When manufacturing the arrangement of Figure 5, one may begin with the member 4 carrying struts 5 and secure the strip 3 to the free ends of struts 5.

Then beam 1 carrying one (or more) strut 2 is nailed into position by nails 8, the lower end of the or each strut 2 bearing on the strip 3 and thus tensioning it by an amount dependent on the initial length of the strip 3. A banding machine is thus unnecessary.

Claims (25)

1. A beam arrangement comprising a beam and an elongate, flexible, pretensioned member carried by the beam and so arranged that bending of the beam under load will cause increased tension in at least a part of said pretensioned member.

2. An arrangement according to claim 1 wherein the beam is prestressed in bending by said pretensioned member.

3. An arrangement according to claim 1 or 2 wherein at least one strut is provided extending from the beam and the pretensioned member extends from a point on the beam over that end of a said strut remote from the beam and thence to a further point on the beam.

4. An arrangement according to claim 3 wherein said points on the beam are at respective ends thereof.

5. An arrangement according to claim 3 or 4 wherein said pretensioned member extends over two said struts.

6. An arrangement according to any one of claims 3 to 5 wherein the or each strut is prependicu lartothe beam.

7. An arrangement according to any one of claims 3 to 6 wherein two said struts extend from the beam at or near respective ends thereof and are joined by an elongate member which is secured to the or each strut over which said pretensioned member passes.

8. An arrangement according to claim 7 wherein said elongate member is inclined relative to the beam.

9. An arrangement according to any one of the preceding claims wherein the pretensioned member is formed as a band.

10. An arrangement according to any one of the preceding claims wherein the pretensioned member consists of a plurality of sections joined together.

11. An arrangement according to any one of the preceding claims wherein the pretensioned member extends along one surface of the beam in contact therewith at least when the beam is unloaded.

12. An arrangement according to claim 11 when dependent on claims 7 and 9 wherein the pretensioned member extends along said one surface of the beam, over each end of the beam, and between the beam and each of said struts provided at or near respective ends of the beam.

13. An arrangement according to any one of the preceding claims wherein said pretensioned member is of steel.

14. An arrangement according to claim 13 wherein the pretensioned member is of steel strip.

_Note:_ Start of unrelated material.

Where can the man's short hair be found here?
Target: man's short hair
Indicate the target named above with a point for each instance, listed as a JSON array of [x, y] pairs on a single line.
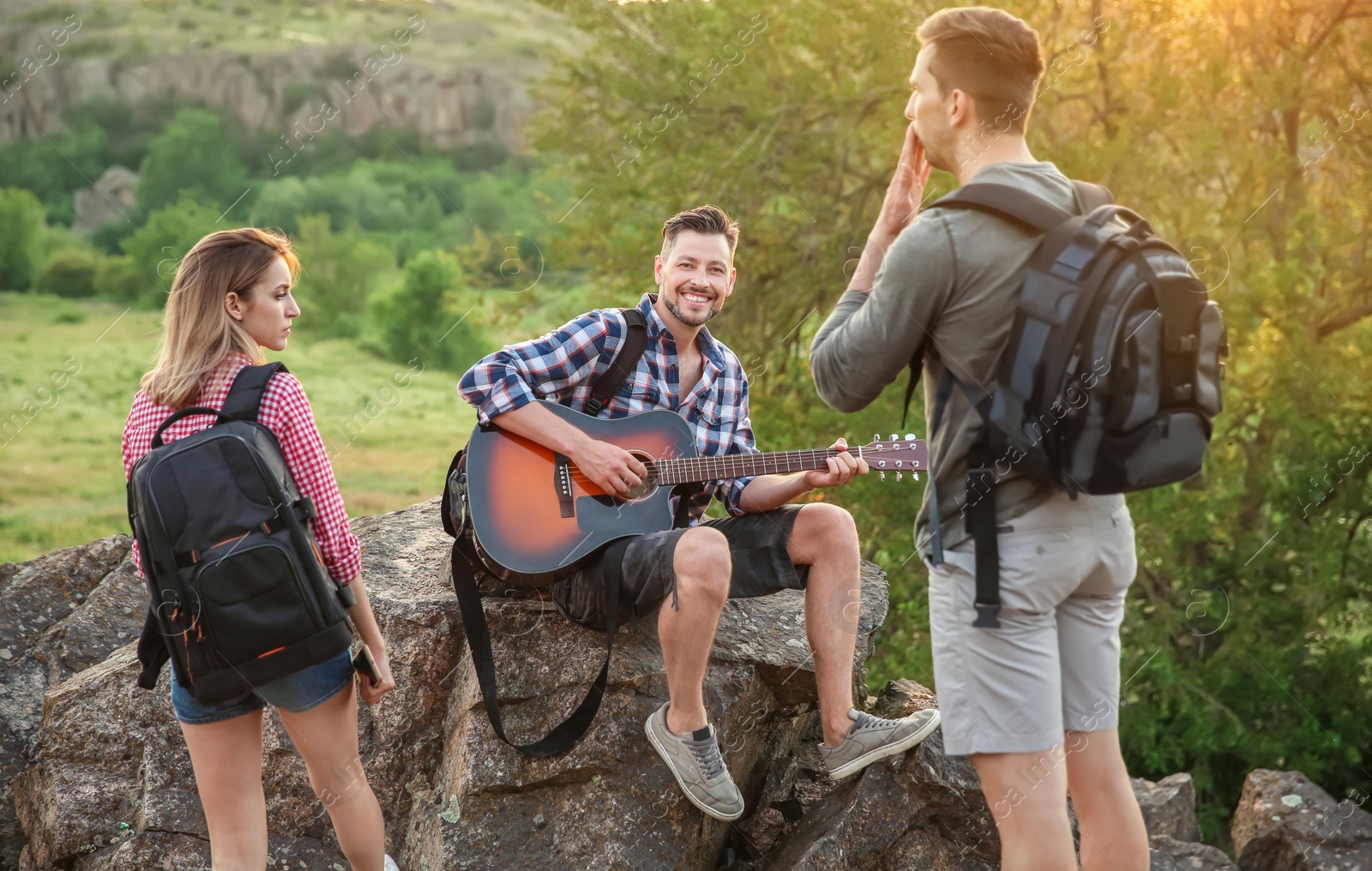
[[991, 55], [708, 219]]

15. An arrangement according to any one of the preceding claims wherein the beam is of wood.

16. A beam arrangement substantially as hereinbefore described with reference to Figures 1 and 2, Figure 3, Figure 4, Figures 5 and 6, or Figure 7 of the accompanying drawing.

17. A method of manufacturing a beam arrangement in which a beam if provided with an elongate, flexible member which is pretensioned and is arranged so that when the beam is subjected to load bending of the beam causes increased tension in at least a part of said flexible member.

18. A method according to claim 17 wherein the beam has at least one strut extending therefrom and the flexible member is a steel band secured in tension around the beam and the or each strut.

19. A method according to claim 18 wherein the steel band is applied by a banding machine.

20. A method of manufacturing a beam arrangement according to claim 17 and substantially as hereinbefore described.

21. A method of prestressing a wooden beam in which bending stress is applied to the beam by means of an elongate flexible member in tension.

22. A method of prestressing a wooden beam according to claim 21 and substantially as hereinbefore described.

23. A beam arrangement formed by the method of any one of claims 17 to 20.

24. A beam prestressed by the method of claim 21 or 22.

25. A structure including a beam arrangement or a beam according to any one of claims 1 to 16,23 and 24.